Tf-idf stands for term frequency-inverse document frequency, and the tf-idf weight is a weight often used in information retrieval and text mining. This weight is a statistical measure used to evaluate how important a word is to a document in a collection or corpus. The importance increases proportionally to the number of times a word appears in the document but is offset by the frequency of the word in the corpus. Variations of the tf-idf weighting scheme are often used by search engines as a central tool in scoring and ranking a document's relevance given a user query. For more info, please check http://www.tfidf.com.

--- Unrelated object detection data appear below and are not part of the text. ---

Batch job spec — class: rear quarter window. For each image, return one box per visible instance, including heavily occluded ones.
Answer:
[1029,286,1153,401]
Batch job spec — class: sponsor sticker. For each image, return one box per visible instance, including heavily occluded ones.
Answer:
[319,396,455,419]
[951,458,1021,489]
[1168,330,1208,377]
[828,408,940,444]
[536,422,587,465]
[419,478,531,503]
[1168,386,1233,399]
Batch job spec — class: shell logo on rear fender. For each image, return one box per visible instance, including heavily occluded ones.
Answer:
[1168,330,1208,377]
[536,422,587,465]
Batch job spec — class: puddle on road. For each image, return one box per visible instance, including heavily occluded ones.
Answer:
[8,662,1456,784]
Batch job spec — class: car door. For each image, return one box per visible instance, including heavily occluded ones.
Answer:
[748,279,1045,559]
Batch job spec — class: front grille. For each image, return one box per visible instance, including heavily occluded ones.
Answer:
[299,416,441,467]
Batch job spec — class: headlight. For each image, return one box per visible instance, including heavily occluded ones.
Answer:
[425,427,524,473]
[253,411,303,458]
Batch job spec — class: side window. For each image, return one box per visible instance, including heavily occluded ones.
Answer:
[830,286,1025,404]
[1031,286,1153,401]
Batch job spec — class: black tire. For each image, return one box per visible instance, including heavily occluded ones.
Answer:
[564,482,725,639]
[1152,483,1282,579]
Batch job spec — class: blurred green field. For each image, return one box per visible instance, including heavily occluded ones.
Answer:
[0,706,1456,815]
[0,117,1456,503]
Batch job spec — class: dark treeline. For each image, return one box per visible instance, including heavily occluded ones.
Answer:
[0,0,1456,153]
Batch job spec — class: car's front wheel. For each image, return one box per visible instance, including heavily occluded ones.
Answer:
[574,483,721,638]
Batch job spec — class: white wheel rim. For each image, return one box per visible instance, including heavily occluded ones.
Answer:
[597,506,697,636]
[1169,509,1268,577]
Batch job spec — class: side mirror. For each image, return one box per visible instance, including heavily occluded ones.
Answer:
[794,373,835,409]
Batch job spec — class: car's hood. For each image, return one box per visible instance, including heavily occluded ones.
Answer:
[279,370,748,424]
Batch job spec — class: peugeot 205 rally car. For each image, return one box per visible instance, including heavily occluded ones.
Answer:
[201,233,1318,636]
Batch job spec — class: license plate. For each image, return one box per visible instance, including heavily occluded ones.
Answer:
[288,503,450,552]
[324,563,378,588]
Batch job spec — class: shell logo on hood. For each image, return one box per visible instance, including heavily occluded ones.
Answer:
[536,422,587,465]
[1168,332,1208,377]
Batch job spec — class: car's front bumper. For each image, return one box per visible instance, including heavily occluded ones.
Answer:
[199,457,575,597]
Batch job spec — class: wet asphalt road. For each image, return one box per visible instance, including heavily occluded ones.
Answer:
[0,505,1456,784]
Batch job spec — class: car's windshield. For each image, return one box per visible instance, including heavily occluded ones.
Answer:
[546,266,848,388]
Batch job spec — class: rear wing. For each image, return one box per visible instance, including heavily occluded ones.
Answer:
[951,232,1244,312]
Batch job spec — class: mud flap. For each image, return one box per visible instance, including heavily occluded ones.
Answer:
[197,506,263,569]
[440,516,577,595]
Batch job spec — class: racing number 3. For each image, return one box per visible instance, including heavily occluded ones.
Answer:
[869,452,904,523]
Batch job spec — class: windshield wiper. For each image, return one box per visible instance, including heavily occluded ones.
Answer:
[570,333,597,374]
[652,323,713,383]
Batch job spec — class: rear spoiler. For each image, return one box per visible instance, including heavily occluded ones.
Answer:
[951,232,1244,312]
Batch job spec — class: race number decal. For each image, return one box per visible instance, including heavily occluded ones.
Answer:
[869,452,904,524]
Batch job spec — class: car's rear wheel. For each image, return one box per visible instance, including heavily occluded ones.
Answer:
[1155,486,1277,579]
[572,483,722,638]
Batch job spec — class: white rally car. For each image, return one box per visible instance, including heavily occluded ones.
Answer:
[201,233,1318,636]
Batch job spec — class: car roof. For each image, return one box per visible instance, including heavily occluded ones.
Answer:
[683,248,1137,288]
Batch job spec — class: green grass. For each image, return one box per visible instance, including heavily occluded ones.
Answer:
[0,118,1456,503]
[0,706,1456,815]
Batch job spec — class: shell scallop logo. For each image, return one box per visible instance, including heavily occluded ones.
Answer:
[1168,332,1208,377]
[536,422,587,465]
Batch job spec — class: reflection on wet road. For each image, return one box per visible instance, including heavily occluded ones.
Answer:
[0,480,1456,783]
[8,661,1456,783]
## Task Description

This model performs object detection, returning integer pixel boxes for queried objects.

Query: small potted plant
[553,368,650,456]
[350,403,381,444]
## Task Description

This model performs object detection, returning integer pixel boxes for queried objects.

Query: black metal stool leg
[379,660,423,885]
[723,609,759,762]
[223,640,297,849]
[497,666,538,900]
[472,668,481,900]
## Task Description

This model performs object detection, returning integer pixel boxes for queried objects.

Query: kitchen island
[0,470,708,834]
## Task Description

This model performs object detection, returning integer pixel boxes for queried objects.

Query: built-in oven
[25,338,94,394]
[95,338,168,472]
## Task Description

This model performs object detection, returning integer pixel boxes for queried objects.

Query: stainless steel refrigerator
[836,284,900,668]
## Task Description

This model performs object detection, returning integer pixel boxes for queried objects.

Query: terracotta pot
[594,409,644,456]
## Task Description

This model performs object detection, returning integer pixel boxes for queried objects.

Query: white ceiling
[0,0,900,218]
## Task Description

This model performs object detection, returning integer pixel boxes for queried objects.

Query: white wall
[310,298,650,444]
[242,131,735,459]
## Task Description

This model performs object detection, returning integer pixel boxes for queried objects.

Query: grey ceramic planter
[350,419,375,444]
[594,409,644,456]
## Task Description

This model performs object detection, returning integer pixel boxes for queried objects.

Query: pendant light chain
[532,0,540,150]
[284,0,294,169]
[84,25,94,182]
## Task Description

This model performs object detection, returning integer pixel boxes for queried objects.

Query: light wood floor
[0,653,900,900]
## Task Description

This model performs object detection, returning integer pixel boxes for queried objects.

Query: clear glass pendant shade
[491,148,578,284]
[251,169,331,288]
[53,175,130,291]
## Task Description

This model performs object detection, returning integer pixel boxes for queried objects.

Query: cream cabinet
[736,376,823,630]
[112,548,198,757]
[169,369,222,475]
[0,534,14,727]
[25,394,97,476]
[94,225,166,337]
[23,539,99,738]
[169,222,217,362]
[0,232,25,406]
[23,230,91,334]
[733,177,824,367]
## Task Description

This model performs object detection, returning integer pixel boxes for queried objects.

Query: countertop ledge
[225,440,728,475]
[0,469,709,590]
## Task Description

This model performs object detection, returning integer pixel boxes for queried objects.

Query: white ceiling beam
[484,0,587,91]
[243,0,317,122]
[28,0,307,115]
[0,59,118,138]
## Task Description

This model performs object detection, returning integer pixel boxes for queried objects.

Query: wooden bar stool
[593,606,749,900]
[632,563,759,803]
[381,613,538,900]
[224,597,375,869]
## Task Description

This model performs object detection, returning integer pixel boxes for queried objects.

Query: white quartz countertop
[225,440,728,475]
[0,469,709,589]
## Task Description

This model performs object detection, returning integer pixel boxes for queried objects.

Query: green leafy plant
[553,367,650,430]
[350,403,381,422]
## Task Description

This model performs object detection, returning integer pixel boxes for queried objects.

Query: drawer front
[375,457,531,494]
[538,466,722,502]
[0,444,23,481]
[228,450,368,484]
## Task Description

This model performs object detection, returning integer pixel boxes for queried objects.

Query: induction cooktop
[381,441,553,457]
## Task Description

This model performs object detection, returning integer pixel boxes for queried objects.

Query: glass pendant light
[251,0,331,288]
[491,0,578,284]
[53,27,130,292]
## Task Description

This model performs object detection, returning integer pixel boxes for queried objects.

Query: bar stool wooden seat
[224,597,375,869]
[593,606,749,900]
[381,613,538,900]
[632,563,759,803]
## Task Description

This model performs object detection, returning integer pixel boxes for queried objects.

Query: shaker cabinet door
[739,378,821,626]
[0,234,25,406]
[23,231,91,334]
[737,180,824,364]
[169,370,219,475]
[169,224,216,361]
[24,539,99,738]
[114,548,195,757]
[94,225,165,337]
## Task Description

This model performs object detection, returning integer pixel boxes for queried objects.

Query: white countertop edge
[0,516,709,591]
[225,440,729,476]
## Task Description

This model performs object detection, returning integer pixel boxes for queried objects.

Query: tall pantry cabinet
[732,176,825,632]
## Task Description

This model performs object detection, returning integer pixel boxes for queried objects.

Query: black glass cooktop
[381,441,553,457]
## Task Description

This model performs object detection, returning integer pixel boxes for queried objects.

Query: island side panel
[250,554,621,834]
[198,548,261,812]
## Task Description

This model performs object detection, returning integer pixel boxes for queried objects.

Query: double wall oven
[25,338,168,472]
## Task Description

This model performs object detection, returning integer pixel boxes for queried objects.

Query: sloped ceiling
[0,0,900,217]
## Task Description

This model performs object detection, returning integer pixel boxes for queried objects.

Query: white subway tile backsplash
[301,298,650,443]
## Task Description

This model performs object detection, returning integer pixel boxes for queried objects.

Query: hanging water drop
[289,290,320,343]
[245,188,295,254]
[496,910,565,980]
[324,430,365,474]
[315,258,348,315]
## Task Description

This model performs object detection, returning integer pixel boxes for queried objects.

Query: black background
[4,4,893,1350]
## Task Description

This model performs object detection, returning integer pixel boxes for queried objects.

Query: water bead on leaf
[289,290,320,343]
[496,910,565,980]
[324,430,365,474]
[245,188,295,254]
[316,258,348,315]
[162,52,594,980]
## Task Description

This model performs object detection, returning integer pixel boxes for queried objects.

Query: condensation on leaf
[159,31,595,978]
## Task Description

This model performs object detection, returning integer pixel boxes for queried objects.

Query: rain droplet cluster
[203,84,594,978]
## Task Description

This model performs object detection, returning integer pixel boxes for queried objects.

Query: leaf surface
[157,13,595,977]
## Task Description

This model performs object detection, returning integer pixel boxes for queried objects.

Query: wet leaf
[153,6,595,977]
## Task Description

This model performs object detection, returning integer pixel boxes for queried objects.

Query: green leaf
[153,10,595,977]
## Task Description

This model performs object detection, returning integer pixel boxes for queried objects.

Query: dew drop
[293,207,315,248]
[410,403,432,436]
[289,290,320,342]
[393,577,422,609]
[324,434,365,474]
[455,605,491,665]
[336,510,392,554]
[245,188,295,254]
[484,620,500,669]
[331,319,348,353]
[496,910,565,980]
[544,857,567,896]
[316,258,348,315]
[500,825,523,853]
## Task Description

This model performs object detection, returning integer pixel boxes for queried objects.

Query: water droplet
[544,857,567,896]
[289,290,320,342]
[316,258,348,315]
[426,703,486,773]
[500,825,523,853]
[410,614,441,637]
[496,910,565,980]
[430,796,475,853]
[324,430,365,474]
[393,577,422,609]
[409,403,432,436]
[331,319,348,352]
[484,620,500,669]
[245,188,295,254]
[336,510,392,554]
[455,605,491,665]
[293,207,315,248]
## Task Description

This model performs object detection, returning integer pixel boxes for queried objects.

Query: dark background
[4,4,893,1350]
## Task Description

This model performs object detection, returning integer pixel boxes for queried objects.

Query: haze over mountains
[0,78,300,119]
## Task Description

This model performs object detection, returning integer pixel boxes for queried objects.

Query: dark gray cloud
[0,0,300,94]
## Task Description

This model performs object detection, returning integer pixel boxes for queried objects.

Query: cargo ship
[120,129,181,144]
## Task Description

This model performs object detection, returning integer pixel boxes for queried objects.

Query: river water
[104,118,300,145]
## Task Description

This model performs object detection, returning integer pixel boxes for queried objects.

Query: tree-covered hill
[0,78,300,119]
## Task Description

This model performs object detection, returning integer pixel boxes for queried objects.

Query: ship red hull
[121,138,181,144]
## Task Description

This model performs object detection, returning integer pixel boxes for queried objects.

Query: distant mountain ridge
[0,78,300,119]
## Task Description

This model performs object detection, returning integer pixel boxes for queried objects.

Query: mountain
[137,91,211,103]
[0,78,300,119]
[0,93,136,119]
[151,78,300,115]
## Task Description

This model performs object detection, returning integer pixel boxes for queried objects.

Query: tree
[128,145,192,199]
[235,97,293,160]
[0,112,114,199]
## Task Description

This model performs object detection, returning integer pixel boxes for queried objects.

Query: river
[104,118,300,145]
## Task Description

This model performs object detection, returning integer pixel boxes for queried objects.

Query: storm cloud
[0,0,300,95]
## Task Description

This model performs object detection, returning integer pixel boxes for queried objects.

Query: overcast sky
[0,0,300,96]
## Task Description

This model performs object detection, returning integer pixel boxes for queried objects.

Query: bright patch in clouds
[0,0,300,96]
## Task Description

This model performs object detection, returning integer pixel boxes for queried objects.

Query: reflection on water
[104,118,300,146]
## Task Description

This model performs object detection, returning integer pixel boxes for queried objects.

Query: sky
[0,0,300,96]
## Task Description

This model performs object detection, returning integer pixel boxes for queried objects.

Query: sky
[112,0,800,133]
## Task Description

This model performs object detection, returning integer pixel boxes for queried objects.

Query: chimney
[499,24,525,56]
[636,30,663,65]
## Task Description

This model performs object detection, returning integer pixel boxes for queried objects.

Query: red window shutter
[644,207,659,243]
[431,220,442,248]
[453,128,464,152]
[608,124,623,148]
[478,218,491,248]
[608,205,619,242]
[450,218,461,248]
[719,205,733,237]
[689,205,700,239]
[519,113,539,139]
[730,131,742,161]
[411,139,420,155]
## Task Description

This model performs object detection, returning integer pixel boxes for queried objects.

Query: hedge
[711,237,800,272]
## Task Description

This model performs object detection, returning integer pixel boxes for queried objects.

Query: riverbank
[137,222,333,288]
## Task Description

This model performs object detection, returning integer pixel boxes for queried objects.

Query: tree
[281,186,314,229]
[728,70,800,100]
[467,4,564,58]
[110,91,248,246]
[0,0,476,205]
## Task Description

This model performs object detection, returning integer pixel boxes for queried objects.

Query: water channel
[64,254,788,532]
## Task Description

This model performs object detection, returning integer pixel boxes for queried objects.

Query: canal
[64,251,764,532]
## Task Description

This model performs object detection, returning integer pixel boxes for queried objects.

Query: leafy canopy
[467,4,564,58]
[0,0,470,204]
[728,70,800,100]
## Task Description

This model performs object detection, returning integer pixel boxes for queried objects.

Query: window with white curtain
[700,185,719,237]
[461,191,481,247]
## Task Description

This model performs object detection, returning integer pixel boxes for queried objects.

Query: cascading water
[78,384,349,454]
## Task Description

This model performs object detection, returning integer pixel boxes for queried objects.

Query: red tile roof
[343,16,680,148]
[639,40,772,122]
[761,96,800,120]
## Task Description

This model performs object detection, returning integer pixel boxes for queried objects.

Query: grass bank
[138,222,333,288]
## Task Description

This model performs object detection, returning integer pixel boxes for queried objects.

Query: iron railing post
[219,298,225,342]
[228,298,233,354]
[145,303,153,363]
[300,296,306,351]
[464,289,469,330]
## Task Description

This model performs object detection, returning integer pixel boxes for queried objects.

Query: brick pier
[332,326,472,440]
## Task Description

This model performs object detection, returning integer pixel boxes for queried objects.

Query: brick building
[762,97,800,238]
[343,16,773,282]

tfidf.py implements tfidf algorithm and enables you to compare cosine tfidf similarity between your query document and all of the other documents you added.
The code is tested in Python 2.7 environment. It requires numpy.
Create the tfidf object:
table = tfidf()
Add documents into corpus:
table.addDocument(1, ["cat", "dog", "cat", "pig"])
table.addDocument(2, ["cat", "cat", "cat", "sheep"])
table.addDocument(3, ["cat", "dog"])
table.addDocument(4, ["sheep", "elephant"])
Do the preparation to calaulate idf when you finish adding documents:
table.prep()
Get tfidf cosine similarities between document 1 and all other documents in corpus:
print(table.similarities_by_name(1))
Get tfidf cosine similarities between an unseen document and all other documents in corpus:
print(table.similarities_by_wordlist(["dog", "dog", "cat"]))
Output:
{1: 1.0, 2: 0.27133820715336249, 3: 0.52063649363745212, 4: 0.0}
{1: 0.48122493653786197, 2: 0.15842159340701237, 3: 0.98223248815469177, 4: 0.0}